Demographic, clinical, biochemical and genetic data were entered into a central database [maintained at Univ of South Florida], and descriptive statistics were generated. Bivariate analyses were performed using chi-square tests and non-parametric Wilcoxon rank sum tests. Indirect standardization methods were used to compare chronic medical conditions in subjects with acute intermittent porphyria with data from the NHANES 2009–2010 dataset or the United HealthCare database, 2009–2010. All analyses were performed using SAS software, v9.3.
Results
Demographic and Anthropomorphic Characteristics [Table 1]
Table 1.
Selected Demographic and BMI data of Subjects Studied
AIP n=90 | HCP n=9 | VP n=9 | ||
---|---|---|---|---|
Median age at diagnosis in years [25th–75th Percentile] | 33 [22–49] | 42[29–46] | 39 [34–47] | |
Gender | Female | 75 [83%] | 7/9 [77%] | 6/9 [66%] |
Male | 15 [17%] | 2/9 [23%] | 3/9 [33%] | |
Race | White 85 [94.4%] | White 7/9 | White 8/9 | |
Asian 2 [2.2%] | Asian 1/9 | |||
American Indian 3[3.3%] | African American 1/9 | African American 1/9 | ||
Ethnicity | Non-Hispanic 79 [88%] | Non-Hispanic 9/9 | Non-Hispanic 9/9 | |
Hispanic 7 [8%] | ||||
Unknown 4 [4%] | ||||
Family history | Mother + | 26/82 [32%] | 3/9 | 2/9 |
Father + | 13/82 [16%] | 2/9 | 1/9 | |
Median BMI kg/m2 [25th–75th Percentile] | Female | 24.6 [21.9–32.1] | 27.2 [20.9–34.4] | 22.3 [18.1–36.3] |
Male | 30 [22.6–31.1] | 24.6 [23.8–25.3] | 23.8 [21.4–26.2] |
Subjects were mainly female. A substantial majority were non-Hispanic Caucasians. Among those with acute intermittent porphyria, three were American Indian and two were of East Indian or Asian ancestry. One subject with hereditary coproporphyria was East Asian.

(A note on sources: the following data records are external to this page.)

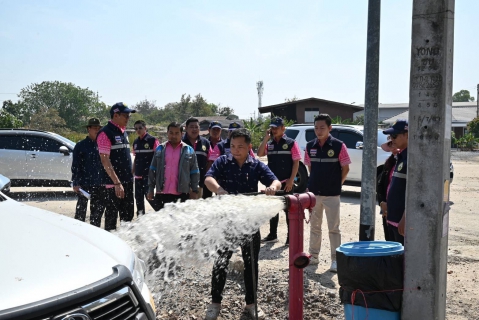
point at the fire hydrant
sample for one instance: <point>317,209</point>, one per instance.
<point>296,204</point>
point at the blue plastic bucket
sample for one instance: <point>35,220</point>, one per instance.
<point>365,249</point>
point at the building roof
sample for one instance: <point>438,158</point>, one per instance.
<point>280,105</point>
<point>461,114</point>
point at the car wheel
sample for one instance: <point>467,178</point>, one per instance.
<point>301,180</point>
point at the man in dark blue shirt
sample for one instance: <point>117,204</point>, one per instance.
<point>86,167</point>
<point>237,173</point>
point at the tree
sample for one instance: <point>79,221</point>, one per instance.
<point>73,104</point>
<point>8,120</point>
<point>48,119</point>
<point>462,96</point>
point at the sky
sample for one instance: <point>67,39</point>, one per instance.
<point>158,50</point>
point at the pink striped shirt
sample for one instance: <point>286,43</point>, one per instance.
<point>104,145</point>
<point>172,160</point>
<point>343,157</point>
<point>295,151</point>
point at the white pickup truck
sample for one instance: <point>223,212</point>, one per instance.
<point>352,136</point>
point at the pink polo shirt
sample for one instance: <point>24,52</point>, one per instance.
<point>172,160</point>
<point>104,145</point>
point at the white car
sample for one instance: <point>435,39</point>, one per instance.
<point>352,136</point>
<point>36,158</point>
<point>55,267</point>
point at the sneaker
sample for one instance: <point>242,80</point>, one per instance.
<point>334,266</point>
<point>313,261</point>
<point>270,238</point>
<point>213,311</point>
<point>250,309</point>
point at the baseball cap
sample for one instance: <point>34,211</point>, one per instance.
<point>276,122</point>
<point>93,122</point>
<point>215,124</point>
<point>120,107</point>
<point>400,126</point>
<point>234,125</point>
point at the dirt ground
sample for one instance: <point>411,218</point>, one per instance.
<point>463,259</point>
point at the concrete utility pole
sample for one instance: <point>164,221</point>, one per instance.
<point>369,165</point>
<point>427,191</point>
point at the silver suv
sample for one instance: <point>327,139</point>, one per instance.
<point>352,136</point>
<point>34,157</point>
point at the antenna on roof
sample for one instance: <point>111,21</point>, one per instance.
<point>260,88</point>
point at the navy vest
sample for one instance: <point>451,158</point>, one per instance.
<point>396,198</point>
<point>144,153</point>
<point>119,154</point>
<point>325,176</point>
<point>201,151</point>
<point>280,160</point>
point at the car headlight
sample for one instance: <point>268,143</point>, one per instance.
<point>139,269</point>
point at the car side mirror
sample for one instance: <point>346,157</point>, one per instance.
<point>64,150</point>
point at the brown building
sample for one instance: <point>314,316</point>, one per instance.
<point>304,110</point>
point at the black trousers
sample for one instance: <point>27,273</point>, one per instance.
<point>394,234</point>
<point>220,269</point>
<point>162,199</point>
<point>96,204</point>
<point>273,222</point>
<point>114,206</point>
<point>141,190</point>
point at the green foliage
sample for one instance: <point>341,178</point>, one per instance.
<point>473,127</point>
<point>73,104</point>
<point>8,120</point>
<point>462,96</point>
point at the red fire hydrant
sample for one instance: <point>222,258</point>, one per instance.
<point>296,204</point>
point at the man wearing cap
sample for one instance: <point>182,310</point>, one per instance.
<point>328,162</point>
<point>143,148</point>
<point>224,146</point>
<point>214,131</point>
<point>114,149</point>
<point>283,160</point>
<point>201,147</point>
<point>86,166</point>
<point>396,193</point>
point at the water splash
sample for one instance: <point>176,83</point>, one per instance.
<point>190,234</point>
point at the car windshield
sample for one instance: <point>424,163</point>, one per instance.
<point>70,144</point>
<point>381,137</point>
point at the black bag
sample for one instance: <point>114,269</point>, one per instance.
<point>371,275</point>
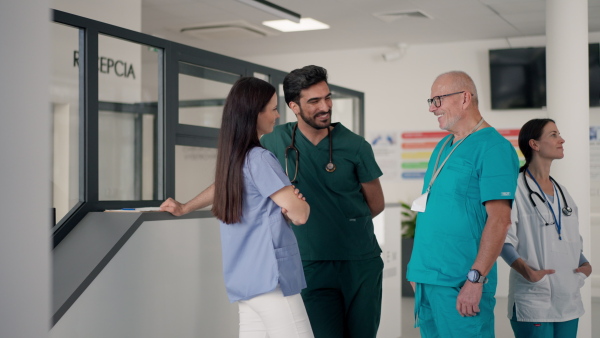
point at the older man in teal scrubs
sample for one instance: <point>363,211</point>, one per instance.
<point>464,216</point>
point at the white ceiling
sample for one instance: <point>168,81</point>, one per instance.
<point>354,23</point>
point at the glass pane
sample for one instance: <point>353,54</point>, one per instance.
<point>202,94</point>
<point>128,95</point>
<point>194,170</point>
<point>345,110</point>
<point>64,91</point>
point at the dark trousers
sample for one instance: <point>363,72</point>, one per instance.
<point>343,298</point>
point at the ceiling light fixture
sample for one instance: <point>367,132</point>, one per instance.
<point>306,24</point>
<point>273,9</point>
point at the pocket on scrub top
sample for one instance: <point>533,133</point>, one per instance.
<point>534,294</point>
<point>458,178</point>
<point>581,277</point>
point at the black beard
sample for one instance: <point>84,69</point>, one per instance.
<point>312,122</point>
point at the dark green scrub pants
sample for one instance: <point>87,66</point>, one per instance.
<point>343,298</point>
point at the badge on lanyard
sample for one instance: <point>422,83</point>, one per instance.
<point>420,203</point>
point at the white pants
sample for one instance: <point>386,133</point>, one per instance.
<point>271,315</point>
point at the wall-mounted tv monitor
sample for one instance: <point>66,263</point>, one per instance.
<point>518,77</point>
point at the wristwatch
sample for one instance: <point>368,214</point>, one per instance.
<point>474,276</point>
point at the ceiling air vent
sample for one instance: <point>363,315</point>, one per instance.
<point>397,15</point>
<point>225,30</point>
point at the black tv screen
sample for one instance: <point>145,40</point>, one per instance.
<point>518,77</point>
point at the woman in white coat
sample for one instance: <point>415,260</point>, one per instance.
<point>543,245</point>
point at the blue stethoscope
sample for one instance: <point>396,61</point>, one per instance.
<point>566,210</point>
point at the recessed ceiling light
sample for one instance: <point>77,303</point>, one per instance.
<point>306,24</point>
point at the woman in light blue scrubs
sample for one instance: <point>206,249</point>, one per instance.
<point>543,245</point>
<point>255,203</point>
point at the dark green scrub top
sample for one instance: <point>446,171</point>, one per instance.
<point>340,225</point>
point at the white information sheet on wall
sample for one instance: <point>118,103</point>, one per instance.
<point>387,153</point>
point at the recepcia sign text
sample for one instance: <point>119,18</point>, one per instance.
<point>109,66</point>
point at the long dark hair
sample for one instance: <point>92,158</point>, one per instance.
<point>531,130</point>
<point>246,99</point>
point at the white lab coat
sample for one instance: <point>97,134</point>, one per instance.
<point>556,297</point>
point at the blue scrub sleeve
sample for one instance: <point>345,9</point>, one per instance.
<point>500,169</point>
<point>266,172</point>
<point>509,254</point>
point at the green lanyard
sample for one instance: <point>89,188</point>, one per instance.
<point>436,170</point>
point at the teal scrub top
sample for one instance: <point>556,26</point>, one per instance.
<point>484,167</point>
<point>340,225</point>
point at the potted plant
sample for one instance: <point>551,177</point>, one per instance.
<point>408,224</point>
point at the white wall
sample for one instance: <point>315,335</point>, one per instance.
<point>25,168</point>
<point>396,92</point>
<point>166,281</point>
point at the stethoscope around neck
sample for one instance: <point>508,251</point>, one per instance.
<point>566,210</point>
<point>329,167</point>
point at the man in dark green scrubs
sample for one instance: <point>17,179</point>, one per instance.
<point>336,171</point>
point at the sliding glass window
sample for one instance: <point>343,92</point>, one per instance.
<point>65,105</point>
<point>128,93</point>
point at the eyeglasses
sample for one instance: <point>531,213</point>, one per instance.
<point>437,100</point>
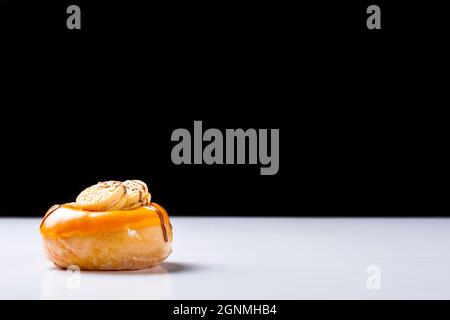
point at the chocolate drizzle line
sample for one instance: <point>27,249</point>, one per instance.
<point>49,212</point>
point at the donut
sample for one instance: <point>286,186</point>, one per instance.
<point>124,239</point>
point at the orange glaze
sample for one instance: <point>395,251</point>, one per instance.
<point>68,220</point>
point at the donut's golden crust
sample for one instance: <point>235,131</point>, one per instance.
<point>120,250</point>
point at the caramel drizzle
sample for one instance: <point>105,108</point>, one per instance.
<point>162,215</point>
<point>49,212</point>
<point>163,225</point>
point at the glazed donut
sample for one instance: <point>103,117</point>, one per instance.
<point>129,239</point>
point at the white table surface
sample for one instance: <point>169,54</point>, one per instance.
<point>250,258</point>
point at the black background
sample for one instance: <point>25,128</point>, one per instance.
<point>359,111</point>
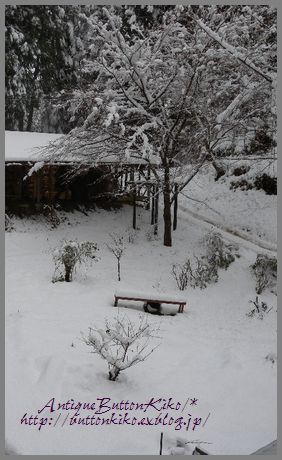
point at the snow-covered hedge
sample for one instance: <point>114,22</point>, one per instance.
<point>204,270</point>
<point>122,344</point>
<point>265,271</point>
<point>218,252</point>
<point>70,254</point>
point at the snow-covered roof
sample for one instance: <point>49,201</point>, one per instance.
<point>23,145</point>
<point>26,146</point>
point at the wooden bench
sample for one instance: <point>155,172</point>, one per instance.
<point>150,299</point>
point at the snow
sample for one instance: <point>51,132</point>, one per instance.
<point>212,352</point>
<point>251,213</point>
<point>22,146</point>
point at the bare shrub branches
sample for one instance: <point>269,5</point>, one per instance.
<point>265,271</point>
<point>122,343</point>
<point>117,246</point>
<point>69,255</point>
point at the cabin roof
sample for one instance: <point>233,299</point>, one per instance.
<point>23,146</point>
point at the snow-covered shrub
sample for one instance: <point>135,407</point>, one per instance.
<point>69,255</point>
<point>8,224</point>
<point>131,235</point>
<point>181,274</point>
<point>260,309</point>
<point>266,183</point>
<point>122,343</point>
<point>51,215</point>
<point>218,252</point>
<point>150,235</point>
<point>265,272</point>
<point>203,273</point>
<point>271,357</point>
<point>199,274</point>
<point>117,246</point>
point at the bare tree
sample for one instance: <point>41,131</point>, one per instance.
<point>122,343</point>
<point>117,247</point>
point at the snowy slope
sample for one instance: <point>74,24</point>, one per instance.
<point>211,352</point>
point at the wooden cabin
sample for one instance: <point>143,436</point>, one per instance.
<point>31,183</point>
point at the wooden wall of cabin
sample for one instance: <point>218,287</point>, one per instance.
<point>49,186</point>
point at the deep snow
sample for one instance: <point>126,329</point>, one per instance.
<point>212,352</point>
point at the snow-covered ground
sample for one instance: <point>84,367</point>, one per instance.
<point>212,352</point>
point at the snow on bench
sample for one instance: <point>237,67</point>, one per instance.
<point>158,297</point>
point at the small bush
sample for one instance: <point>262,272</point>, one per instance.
<point>199,275</point>
<point>266,183</point>
<point>8,224</point>
<point>265,271</point>
<point>122,344</point>
<point>181,274</point>
<point>271,357</point>
<point>240,170</point>
<point>260,309</point>
<point>219,253</point>
<point>51,215</point>
<point>204,270</point>
<point>69,255</point>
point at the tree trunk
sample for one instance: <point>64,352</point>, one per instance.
<point>114,373</point>
<point>118,269</point>
<point>30,115</point>
<point>67,273</point>
<point>167,208</point>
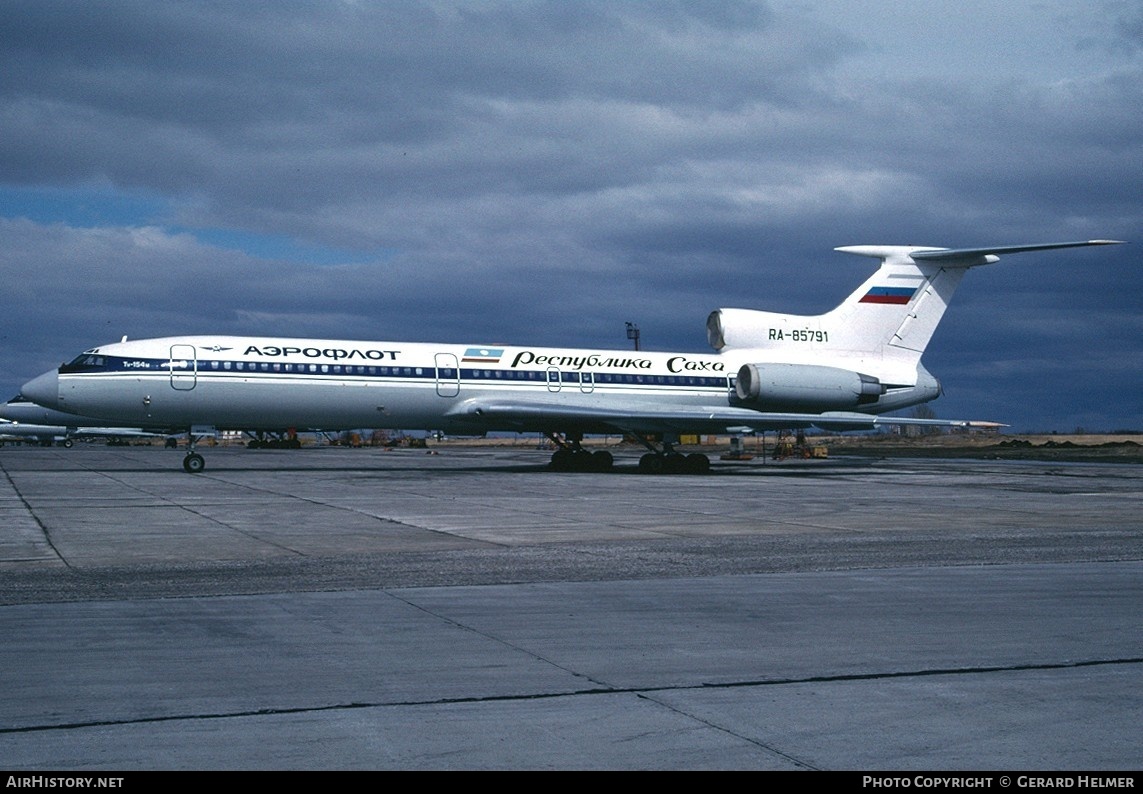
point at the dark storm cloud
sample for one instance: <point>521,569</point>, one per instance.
<point>543,171</point>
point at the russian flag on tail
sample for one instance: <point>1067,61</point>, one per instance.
<point>892,295</point>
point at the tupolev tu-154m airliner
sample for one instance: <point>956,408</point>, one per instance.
<point>840,370</point>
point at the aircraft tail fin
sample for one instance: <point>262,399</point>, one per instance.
<point>890,318</point>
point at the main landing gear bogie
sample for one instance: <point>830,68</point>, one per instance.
<point>572,457</point>
<point>674,463</point>
<point>568,459</point>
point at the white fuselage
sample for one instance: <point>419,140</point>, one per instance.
<point>262,383</point>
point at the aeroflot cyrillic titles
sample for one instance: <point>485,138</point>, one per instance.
<point>840,370</point>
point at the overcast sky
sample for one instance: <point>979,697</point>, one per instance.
<point>541,173</point>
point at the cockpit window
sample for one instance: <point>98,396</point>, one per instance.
<point>84,362</point>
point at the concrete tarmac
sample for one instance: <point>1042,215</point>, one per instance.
<point>338,608</point>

Symptoms and Family History of Acute Porphyria
Among subjects with acute intermittent porphyria, 81% reported onset of symptoms in the 2nd to 4th decades of life, with median age at diagnosis of 33 y. Similarly, in hereditary coproporphyria 7/9 and in variegate porphyria 9/9 reported onset of symptoms between 2nd and 4th decades [Table 1]. Among subjects with acute intermittent porphyria, 85% reported symptoms attributed to the disease. Symptoms were intermittent but frequent in 54%, occurred only during acute attacks in 28%, and nearly constant in 18%. In hereditary coproporphyria and variegate porphyria, 7/9 and 9/9, respectively, reported symptoms attributed to their disease.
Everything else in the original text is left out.